2003
Une nappe très spéciale
Février 2003


Une nappe très spéciale

En 1995, je suis rentré de mon dernier voyage à travers la vaste mission de Córdoba, en Argentine, après avoir été conseiller dans la présidence de mission pendant huit années inoubliables. Un nouvel appel m’attendait, celui de président de la branche de Villa Allende. J’avais déjà eu ce poste deux fois dans d’autres unités. Comme chaque fois, j’étais reconnaissant d’avoir la possibilité de servir. Mon nouvel appel m’a fait penser à la progression de l’Église dans ma région d’Argentine. Une expérience particulière m’a rendu encore plus reconnaissant de l’héritage que j’ai reçu dans l’Évangile.

Quarante ans auparavant, la branche originelle de Córdoba avait été divisée. De cette première division, on a créé une branche (qui est maintenant la paroisse de Villa Belgrano) à l’ouest de la ville. Cette branche a servi de base à la création de nombreuses autres unités dans les années suivantes.

Chaque fois que l’on organisait une nouvelle branche, la paroisse de Villa Belgrano, telle le tronc généreux d’un arbre robuste, donnait à ses jeunes et tendres pousses, une partie de ses dirigeants et de ses membres, ainsi que le matériel qu’elle pouvait fournir : une chaire, des chaises, des tables, des plateaux de Sainte-Cène, etc. Une fois qu’une nouvelle branche était complètement équipée, on redonnait ce matériel supplémentaire à d’autres nouvelles branches. Les meubles et d’autres objets étaient ainsi répartis pour une bonne utilisation.

Aujourd’hui, la petite branche de Villa Allende est devenue une paroisse qui a un très beau bâtiment et un jeune et excellent évêque. Mais en 1995, lorsque je suis devenu président de branche, nous faisions nos réunions dans une vieille maison spacieuse que nous louions. Un dimanche, dans cette vieille maison, l’un de mes conseillers et moi-même bénissions la Sainte-Cène. Cela faisait des années que je n’avais pas accompli cette ordonnance sacrée, puisque c’étaient généralement nos jeunes détenteurs de la Prêtrise d’Aaron qui avaient l’honneur de le faire.

Je n’ai tout d’abord pas prêté d’attention particulière à la nappe blanche qui recouvrait les plateaux de Sainte-Cène. Mais, lorsque je me suis levé pour rompre le pain, les battements de mon cœur se sont accélérés à la vue des mots santa cena , magnifiquement brodés et mis en relief. J’avais les larmes aux yeux.
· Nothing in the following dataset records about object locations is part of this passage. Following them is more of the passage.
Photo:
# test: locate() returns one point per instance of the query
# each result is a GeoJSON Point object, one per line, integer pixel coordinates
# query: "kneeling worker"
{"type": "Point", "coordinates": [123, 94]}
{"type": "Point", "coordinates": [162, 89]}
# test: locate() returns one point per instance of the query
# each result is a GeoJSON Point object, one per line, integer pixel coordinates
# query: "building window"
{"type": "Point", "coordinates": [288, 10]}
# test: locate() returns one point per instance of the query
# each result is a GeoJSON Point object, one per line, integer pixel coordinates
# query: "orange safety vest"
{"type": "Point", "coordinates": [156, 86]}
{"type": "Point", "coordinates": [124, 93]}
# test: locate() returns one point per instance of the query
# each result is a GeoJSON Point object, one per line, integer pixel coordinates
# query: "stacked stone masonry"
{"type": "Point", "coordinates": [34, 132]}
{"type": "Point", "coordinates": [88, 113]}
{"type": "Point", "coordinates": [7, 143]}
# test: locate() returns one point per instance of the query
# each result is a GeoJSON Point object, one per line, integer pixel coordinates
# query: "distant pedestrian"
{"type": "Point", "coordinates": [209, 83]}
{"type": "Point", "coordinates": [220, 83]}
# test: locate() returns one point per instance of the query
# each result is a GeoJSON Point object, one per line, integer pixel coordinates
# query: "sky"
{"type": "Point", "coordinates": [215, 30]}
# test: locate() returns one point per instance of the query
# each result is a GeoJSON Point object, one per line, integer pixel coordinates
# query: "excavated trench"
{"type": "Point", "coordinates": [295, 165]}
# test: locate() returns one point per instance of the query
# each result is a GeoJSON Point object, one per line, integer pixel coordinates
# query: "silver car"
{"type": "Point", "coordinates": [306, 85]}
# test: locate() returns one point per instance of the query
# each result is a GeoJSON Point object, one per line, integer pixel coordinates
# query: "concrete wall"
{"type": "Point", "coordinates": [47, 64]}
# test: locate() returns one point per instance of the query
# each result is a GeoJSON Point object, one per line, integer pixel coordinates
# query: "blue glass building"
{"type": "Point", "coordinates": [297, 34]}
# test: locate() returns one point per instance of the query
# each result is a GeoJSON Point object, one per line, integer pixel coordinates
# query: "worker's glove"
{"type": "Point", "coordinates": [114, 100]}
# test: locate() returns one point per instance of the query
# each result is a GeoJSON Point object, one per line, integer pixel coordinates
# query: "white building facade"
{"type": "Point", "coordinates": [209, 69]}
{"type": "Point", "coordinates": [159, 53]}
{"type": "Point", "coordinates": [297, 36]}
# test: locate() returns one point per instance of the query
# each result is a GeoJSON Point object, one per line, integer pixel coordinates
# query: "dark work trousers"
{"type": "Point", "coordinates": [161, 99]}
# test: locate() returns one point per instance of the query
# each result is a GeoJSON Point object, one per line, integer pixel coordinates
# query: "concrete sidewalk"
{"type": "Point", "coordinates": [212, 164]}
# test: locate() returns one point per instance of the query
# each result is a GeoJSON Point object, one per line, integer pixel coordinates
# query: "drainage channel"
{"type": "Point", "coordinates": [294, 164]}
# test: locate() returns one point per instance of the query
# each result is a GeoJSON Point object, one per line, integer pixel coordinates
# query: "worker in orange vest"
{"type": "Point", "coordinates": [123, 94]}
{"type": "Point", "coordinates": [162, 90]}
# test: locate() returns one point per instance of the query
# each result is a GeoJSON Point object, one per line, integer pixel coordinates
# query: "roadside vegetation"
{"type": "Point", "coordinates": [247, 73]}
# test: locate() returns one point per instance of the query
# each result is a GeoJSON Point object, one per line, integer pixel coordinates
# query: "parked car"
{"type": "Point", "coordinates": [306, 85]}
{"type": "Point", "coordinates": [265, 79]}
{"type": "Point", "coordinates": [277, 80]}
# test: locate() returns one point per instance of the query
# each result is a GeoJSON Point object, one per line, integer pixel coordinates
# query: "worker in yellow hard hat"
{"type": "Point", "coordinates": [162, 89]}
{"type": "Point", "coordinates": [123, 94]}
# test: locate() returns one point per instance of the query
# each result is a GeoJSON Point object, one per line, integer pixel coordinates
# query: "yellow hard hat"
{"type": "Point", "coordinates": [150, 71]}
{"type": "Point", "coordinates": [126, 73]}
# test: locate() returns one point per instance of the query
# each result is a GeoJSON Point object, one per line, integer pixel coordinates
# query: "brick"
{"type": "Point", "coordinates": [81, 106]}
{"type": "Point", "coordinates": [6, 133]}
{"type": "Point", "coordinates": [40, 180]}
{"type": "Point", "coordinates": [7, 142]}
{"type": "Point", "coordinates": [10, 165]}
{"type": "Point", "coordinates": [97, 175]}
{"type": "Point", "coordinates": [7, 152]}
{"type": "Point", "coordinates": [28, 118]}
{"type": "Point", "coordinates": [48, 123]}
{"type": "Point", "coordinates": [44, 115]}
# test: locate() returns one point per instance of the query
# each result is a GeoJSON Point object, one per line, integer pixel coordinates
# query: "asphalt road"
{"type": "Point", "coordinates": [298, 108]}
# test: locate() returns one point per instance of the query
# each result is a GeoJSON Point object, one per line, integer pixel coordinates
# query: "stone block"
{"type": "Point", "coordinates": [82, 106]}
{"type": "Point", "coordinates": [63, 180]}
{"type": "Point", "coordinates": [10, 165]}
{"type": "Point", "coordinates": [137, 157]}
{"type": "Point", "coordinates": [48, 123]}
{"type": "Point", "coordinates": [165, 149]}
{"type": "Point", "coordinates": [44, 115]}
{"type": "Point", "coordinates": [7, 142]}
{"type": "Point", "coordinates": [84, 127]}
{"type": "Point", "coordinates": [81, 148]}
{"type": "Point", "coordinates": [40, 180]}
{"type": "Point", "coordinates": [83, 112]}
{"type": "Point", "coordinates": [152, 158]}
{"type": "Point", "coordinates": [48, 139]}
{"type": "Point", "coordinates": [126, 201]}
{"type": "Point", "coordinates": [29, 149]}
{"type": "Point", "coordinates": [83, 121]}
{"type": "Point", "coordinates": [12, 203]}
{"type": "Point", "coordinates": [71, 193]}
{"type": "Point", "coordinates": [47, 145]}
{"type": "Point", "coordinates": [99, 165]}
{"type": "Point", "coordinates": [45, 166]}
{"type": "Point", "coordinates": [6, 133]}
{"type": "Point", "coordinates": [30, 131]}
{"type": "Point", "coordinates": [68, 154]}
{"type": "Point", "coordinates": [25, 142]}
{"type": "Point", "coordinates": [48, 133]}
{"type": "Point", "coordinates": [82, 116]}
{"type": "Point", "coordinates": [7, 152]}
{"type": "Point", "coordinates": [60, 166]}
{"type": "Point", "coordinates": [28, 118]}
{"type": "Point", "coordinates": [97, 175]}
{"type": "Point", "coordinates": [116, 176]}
D’une manière toute simple et ordinaire, mon Père céleste me rappelait les nombreuses bénédictions que j’avais reçues depuis les soixante années que j’étais membre de sa véritable Église. Il n’y avait aucun doute à avoir sur ces lettres brodées. Quarante ans auparavant, ma mère, qui, avec mon père, était une pionnière dans notre ville, avait pris un drap de son trousseau et m’avait demandé d’écrire en son milieu les mots santa cena . Elle avait ensuite soigneusement brodé les lettres et avait fait don de sa première nappe de Sainte-Cène à la branche.

Avec les années, le nombre de membres de l’Église n’a cessé d’augmenter, il y a eu de nombreux changements, déménagements et créations d’unités, et je me suis parfois demandé ce que la nappe était devenue. Avait-elle brûlé lors de l’incendie de l’église de Villa Belgrano en 1979 ?

Il ne lui était rien arrivé, elle était là, devant moi. De nombreuses expériences me sont revenues à l’esprit et j’ai également éprouvé un profond sentiment de gratitude. Après tant de divisions d’unités, après des centaines de lavages et de repassages, après que tant de mains aimantes en avaient pris soin, elle servait toujours, loin de la branche où elle avait commencé à servir, mais toujours dans l’Église, quarante ans plus tard.

À l’époque lointaine où cette nappe avait été confectionnée, j’étais un très jeune président de branche qui commençait tout juste à remplir cet appel pour la première fois. De nombreuses choses avaient changé et progressé depuis ce temps-là et de nombreuses choses étaient restées identiques. Je me suis rappelé avec bonheur aussi bien les choses qui changent que les choses qui ne changent pas en retrouvant cette nappe très spéciale.

Juan Aldo Leone fait partie de la paroisse de Villa Allende, dans le pieu de Sierras, à Córdoba, en Argentine.